Complicated

I recently found a necklace after my mom passed. I was drawn to its simplicity and felt comfort in wearing it, though I could not explain why it felt different or where it even came from. I put it on and have not taken it off since. Lately, I catch myself reaching for it when I am anxious, twisting it between my fingers without even thinking, and I did not really understand why.
Today, on Mother’s Day, I was looking through old photos and found one of my mom and me on my First Communion day. And there it was. The necklace. I do not remember the necklace at all, but I remember the dress vividly because my mom made it for me. I remember how proud I was to wear something she created with her own hands. Proud that my mom made it just for me. Funny that I found that photo today. Mother’s Day. 
Mother’s Day has never been an easy day for me. Not as a daughter. Not as a mother. And now, especially not without my mom here. I think there is this expectation that Mother’s Day is supposed to feel soft and warm and easy. Beautiful cards. Perfect brunches. Matching smiles in photos. Everyone calling their mom their “best friend.” And if that is your story, I genuinely love that for you. But it has never quite been mine.

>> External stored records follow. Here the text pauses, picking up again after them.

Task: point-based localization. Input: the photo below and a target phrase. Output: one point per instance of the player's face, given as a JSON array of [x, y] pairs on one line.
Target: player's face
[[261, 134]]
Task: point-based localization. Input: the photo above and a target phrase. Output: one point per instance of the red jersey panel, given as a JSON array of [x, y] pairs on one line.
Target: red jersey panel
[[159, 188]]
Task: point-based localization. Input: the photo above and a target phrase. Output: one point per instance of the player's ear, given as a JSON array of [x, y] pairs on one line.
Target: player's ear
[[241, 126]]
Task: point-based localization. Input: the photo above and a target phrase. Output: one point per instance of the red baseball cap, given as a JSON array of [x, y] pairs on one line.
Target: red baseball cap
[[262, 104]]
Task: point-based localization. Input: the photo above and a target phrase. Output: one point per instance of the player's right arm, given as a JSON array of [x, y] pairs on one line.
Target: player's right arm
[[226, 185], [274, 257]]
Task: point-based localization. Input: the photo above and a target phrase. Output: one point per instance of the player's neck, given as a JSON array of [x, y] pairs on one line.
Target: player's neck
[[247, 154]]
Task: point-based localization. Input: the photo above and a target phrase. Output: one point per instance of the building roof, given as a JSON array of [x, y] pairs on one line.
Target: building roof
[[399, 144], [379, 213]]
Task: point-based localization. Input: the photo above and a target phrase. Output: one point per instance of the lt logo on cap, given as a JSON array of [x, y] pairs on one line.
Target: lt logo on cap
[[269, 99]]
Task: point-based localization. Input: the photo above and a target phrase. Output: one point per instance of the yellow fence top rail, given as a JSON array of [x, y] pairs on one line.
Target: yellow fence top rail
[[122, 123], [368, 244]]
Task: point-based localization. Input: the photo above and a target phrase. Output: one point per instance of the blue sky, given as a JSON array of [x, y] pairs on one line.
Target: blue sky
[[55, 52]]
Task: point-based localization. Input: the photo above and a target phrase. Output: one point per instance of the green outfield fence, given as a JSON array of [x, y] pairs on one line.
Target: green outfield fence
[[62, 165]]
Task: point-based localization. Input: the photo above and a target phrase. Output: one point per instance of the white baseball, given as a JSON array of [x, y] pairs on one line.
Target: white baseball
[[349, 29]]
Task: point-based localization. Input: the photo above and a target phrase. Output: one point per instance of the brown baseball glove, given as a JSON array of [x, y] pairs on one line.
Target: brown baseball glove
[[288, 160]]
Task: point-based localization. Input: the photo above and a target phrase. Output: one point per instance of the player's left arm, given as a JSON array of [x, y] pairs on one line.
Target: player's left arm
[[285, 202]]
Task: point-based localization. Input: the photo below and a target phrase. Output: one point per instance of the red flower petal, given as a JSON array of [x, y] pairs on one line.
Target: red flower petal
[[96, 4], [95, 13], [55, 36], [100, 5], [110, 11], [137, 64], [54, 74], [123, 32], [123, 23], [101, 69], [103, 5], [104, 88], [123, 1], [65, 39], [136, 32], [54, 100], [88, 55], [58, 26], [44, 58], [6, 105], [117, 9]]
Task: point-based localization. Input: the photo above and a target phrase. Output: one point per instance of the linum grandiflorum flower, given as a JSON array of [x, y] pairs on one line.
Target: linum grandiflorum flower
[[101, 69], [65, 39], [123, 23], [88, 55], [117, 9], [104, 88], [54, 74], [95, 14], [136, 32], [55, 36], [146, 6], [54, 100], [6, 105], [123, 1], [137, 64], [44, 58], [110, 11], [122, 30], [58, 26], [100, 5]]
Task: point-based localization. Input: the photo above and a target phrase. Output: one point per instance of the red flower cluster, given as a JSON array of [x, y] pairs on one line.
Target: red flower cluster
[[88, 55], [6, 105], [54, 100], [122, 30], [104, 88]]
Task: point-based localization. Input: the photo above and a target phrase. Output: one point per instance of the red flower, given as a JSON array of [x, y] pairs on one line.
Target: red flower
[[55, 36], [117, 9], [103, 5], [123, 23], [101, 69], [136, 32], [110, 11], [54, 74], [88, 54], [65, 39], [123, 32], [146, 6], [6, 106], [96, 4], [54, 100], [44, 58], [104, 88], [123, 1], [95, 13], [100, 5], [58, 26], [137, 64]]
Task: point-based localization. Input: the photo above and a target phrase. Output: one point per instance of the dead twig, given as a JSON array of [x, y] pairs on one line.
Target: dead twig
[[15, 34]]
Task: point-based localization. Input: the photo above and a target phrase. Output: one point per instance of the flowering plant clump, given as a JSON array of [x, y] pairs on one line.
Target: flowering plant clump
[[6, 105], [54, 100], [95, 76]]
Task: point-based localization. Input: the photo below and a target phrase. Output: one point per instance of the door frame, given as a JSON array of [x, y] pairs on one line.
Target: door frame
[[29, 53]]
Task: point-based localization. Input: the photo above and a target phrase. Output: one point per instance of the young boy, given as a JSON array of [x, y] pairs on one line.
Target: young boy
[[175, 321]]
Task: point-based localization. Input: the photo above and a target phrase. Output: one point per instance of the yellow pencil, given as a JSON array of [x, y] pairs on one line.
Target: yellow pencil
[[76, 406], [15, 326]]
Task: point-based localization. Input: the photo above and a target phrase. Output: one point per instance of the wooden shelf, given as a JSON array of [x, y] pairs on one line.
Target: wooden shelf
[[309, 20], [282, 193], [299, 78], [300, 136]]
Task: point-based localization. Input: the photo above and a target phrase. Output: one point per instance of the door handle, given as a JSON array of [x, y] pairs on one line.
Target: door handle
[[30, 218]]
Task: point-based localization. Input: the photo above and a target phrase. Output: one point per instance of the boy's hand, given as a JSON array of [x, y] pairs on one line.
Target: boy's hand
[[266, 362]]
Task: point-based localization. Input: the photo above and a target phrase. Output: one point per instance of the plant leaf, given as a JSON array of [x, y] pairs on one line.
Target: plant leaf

I did not have the quintessential mother-daughter relationship. My relationship with my mom was complicated. Layered. Heavy at times. Beautiful at times too. I loved my mother deeply. Fiercely. I admired her more than I can even explain. She was brilliant, accomplished, talented, respected, and capable of making absolutely anything feel elegant and intentional. She taught me to notice beauty. To appreciate history. To understand that there is value in tradition, in details, in doing things well. But being her daughter was not easy.
Her expectations were always high. Sometimes impossibly high. It took me years to understand that no matter what I achieved, accomplished, fixed, managed, or became, I would never fully make her happy in the way I desperately wanted to. That realization is painful to admit out loud because I know she loved me. She did. Absolutely. But love is complicated sometimes. People love from the places they know, and sometimes the way someone loves you is not the way you need to receive love. That has been one of the hardest lessons of my life.
Still, she shaped me into the woman I am today. Both because of her love and in spite of it. Because of her expectations and despite the weight of them. I carry so much of her in me. The good. The hard. The beautiful. The impossible.
Mother’s Day itself was never really about me. It was about honoring the mothers and women in the family first and foremost. The expectation of making the day special was always there. The planning. The pressure. The responsibility of making everyone feel celebrated and cared for. It was never about me. Ever. And honestly? I know how heavy that can feel. Thus I never want my own children to carry that kind of emotional obligation for me. I do not want them to feel responsible for my happiness. It took me years of therapy to figure out that I am responsible for my own happiness. I do not want my kids to spend their lives trying to earn love or approval or peace from me. That cycle ends here if I can help it.
And the truth is, I have not been a perfect mother. Not even close. There are moments I wish I could redo. Seasons I wish I had handled differently. Choices I made from fear, overwhelm, anger, survival mode, trauma, exhaustion. None of those are excuses. They are simply truths. I have apologized to my children, and I will continue to apologize when I get it wrong because I think mothers should. I think accountability matters.
I have always done the best I could with who I was at the time. And sometimes that version of me was struggling more than anyone realized. The reality is that each of my children got a different version of me as their mother because I was a different person while raising each one of them. Youthful. Older. Wiser. More wounded. More healed. More patient. Less patient. More financially secure. More emotionally exhausted. Every child enters a different chapter of our lives, and motherhood evolves whether we want it to or not. That does not mean the love was different. It means I was. And maybe that is the part nobody talks about enough.
Mothers are not perfect humans. They are simply human beings trying to carry the enormous responsibility of loving and shaping other human beings while often still healing themselves. We are flawed and fabulous all wrapped into one complicated package.
So today, Mother’s Day holds all of it for me at once. Love. Grief. Joy. Sadness. Gratitude. Regret. Admiration. Anger. Compassion. Longing. And maybe that is okay. Maybe motherhood was never meant to fit neatly into greeting cards and social media captions. Maybe the most honest thing we can do is tell the truth about it.